I've always had some love for Perl 5's object system. I appreciate that it doesn't foist an ideology on me, instead providing me tools to build and use an object system that I'm comfortable with.
Typically for me that object system uses blessed hashes, hand-written accessors (with hand-written validation), hand written method parameter validation and explicit manipulation of @ISA.
Why don't I use X for (accessor generation, parameter validation, etc.)?
I probably have, and maybe do on a project here or there. But I've never fallen in love with a combination of OO helpers on the CPAN, and Perl's built in OO mechanisms are usually good enough for me.
A couple of things happened the other day. I looked at Moose's documentation, and stubbed a couple of classes for a home project. I was expecting a steeper learning curve than I found, and in a couple of minutes I was working with object system that I liked.
I didn't see anything about method parameter validation in the Moose documentation, so I hopped on irc.perl.org#perl. People were nice and helpful (thanks autarch, mst and sartak!) and in another minute I had MooseX::Params::Validate plugged in and working away. I also got some exposure to MooseX::Method::Signatures, Method::Signatures and Devel::Declare. Insanely cool stuff.

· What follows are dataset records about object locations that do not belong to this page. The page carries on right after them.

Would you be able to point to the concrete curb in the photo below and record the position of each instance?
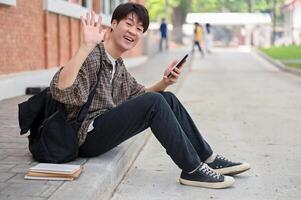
(101, 175)
(277, 63)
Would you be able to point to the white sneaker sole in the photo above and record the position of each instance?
(229, 181)
(234, 170)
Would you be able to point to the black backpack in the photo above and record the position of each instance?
(53, 138)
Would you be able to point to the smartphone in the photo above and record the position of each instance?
(179, 63)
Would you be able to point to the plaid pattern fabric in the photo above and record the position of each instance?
(107, 95)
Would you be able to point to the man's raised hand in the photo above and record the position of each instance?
(92, 32)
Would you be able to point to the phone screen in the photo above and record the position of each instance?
(179, 63)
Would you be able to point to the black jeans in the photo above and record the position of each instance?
(168, 120)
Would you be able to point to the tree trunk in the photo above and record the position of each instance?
(178, 19)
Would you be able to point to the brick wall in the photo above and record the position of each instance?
(21, 37)
(32, 39)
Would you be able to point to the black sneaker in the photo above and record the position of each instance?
(204, 176)
(226, 167)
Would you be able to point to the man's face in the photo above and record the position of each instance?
(127, 32)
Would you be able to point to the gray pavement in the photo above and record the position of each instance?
(100, 175)
(248, 110)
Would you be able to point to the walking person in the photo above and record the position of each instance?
(208, 38)
(163, 34)
(122, 108)
(198, 38)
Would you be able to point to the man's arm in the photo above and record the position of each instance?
(91, 36)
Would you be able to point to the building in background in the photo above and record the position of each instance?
(42, 34)
(235, 29)
(292, 21)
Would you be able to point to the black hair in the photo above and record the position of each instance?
(123, 10)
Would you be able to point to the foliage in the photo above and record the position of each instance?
(163, 8)
(284, 52)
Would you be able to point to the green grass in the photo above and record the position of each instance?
(295, 65)
(283, 53)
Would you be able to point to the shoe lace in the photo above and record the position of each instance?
(223, 158)
(208, 171)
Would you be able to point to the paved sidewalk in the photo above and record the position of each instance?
(100, 175)
(248, 110)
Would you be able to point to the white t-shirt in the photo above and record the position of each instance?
(113, 62)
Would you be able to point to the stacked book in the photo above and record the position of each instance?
(47, 171)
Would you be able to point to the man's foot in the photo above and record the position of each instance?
(226, 167)
(204, 176)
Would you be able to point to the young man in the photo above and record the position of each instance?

Thank you and congratulations, Moose team!
-- Douglas Hunter
Excellent, I am glad Moose is working for you. Thanks for the nice words too, even though (on some level) I really build modules for myself to my make own life easier, it is always nice to know that others are finding it useful too.
- Stevan
Re:Very Nice :)
Ron Savage on 2009-01-25T05:25:08
Hi Folks
Yep, count me in as a supporter, too.
It's both marvellous and effortless, and even makes me feel good about 'Doing The Right Thing' OO-wise!